Of the many international legal issues thrashed over at that time (and indeed subsequently), was that of title to territory, that is the question of sovereignty over land in international law. Yehuda Blum (one of my teachers in Jerusalem) had a few years earlier published a controversial article on sovereignty over the West Bank and Gaza Strip, enunciating a view that the Likud government was to adopt when it came to power in Israel at the end of the 1970s. It precipitated a vigorous debate and recourse to many learned tomes.
These tomes consulted were learned, dry and exhaustive. They were instructive and heavily informative, hard work indeed to absorb. And then I came across Jennings's book. A slim volume, published in 1963 by Manchester University Press in the Melland Schill Lectures Series. With fewer than 90 pages, it was unbelievably easy to read. Elegant and perceptive, it examined the major issues relating to the acquisition of territory in international law in a stimulating, easily digestible yet enormously profound way.
I learned several important things. First, that to be influential and original one did not need to spawn a long, turgid and grandiloquent tome. Readability and elegance of style were not antipathetic to the production of a seminal work, which Jennings's book is still acknowledged to be. Thirty years after its first appearance, the book continues to be the indispensable starting point for any serious consideration of territory in international law.
Second, I began to appreciate that the law relating to territory was an important, fascinating and stimulating subject worthy of further study. In many ways it encapsulated the essence of international law itself. Jennings concluded his work, as he had commenced it, by noting that the problem of the legal ordering of territorial stability and territorial change lay at the heart of the whole problem of the legal ordering of international society and in this comment, he vividly focused attention upon the fundamental importance of the management of stability and change in a state-based international relations system, one which by its very nature was territorially constituted. I later studied for a PhD in this area and have continued to publish and practise in it ever since.
The third lesson learnt from the work was that one needed to have a sense of the critical relationship between law and politics on the international scene. Law is an important part of relations between states and as such forms one element within the larger whole of international politics. A true appreciation of international law is not possible without an understanding of international politics. But it is an element which is in many ways distinctive and self-contained.
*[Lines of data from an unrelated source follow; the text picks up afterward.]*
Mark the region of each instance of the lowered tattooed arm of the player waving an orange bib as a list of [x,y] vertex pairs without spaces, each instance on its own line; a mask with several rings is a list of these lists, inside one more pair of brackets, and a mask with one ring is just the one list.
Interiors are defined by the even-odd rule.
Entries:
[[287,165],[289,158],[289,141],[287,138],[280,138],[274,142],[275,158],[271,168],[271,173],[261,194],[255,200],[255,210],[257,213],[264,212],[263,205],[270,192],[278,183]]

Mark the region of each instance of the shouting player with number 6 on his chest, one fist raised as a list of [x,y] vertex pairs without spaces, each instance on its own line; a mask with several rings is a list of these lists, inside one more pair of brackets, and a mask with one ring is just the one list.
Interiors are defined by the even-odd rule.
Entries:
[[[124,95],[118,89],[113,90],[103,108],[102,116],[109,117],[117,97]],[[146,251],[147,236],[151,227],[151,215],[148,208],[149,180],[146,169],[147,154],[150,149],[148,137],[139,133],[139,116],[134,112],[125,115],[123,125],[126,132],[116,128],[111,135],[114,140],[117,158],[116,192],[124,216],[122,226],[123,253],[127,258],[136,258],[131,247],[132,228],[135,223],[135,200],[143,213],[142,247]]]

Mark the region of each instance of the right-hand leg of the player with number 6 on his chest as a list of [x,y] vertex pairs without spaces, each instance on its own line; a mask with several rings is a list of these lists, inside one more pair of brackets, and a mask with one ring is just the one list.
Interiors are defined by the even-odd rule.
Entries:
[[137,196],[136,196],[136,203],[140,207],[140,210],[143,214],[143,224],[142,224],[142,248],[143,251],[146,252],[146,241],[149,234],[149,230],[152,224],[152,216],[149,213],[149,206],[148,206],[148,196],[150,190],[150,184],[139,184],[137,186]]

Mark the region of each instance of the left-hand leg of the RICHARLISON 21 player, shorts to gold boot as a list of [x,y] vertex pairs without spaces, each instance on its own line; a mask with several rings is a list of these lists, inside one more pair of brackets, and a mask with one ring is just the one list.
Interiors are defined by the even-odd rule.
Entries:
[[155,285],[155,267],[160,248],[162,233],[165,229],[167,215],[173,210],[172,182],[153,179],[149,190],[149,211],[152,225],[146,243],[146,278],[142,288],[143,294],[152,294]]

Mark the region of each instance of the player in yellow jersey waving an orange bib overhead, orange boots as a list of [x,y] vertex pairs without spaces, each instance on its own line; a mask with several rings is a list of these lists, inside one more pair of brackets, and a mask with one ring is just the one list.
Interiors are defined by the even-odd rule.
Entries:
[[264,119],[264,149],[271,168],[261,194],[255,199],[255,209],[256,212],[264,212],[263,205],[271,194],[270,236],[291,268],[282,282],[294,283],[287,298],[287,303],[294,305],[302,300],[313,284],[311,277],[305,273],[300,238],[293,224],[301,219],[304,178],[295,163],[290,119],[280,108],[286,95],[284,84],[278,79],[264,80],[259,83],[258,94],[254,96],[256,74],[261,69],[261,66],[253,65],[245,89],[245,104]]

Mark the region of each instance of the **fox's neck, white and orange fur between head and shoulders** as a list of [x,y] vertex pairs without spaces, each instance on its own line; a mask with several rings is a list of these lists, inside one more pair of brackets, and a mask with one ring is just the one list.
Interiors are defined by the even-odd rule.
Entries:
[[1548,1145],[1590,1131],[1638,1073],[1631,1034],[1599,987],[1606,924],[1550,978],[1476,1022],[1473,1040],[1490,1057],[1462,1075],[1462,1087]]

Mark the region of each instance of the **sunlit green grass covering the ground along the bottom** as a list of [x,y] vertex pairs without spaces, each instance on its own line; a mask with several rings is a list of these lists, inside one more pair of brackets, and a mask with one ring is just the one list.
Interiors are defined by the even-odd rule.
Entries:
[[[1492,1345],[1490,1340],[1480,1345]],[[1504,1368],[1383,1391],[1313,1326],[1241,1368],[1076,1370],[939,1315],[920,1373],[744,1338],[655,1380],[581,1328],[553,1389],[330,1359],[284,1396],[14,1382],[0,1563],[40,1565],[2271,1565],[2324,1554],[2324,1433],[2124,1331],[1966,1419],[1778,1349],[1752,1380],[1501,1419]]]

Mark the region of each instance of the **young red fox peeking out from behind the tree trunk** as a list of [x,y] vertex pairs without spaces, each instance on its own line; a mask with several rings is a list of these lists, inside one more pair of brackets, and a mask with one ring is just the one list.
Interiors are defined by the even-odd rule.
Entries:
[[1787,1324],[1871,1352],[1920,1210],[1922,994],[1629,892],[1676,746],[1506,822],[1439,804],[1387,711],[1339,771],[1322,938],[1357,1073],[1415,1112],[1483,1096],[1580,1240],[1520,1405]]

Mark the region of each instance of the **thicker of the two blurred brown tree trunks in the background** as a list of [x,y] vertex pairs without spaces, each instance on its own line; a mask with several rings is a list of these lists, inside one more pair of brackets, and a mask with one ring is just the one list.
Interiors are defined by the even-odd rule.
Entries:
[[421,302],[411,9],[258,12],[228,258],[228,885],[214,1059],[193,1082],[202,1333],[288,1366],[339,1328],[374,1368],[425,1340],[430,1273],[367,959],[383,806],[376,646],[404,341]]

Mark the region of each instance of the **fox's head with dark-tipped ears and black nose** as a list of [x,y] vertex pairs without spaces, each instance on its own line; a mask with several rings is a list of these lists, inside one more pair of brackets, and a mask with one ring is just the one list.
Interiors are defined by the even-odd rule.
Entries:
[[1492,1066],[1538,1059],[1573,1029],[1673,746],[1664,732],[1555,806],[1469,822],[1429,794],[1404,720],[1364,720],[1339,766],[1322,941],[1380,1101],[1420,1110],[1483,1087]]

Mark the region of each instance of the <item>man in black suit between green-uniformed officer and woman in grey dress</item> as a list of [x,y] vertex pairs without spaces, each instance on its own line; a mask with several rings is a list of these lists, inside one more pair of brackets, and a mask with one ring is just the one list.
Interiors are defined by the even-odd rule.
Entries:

The differences between legal and political principles are crucial and critical. One cannot ignore or neglect them. And in the process of managing or coming to terms with change within the international system, law plays a vital and sustaining role. It is indeed truly amazing how much can be said in an uncomplicated yet sophisticated way in a modest book.
Malcolm N. Shaw is the Sir Robert Jennings professor of international law, University of Leicester.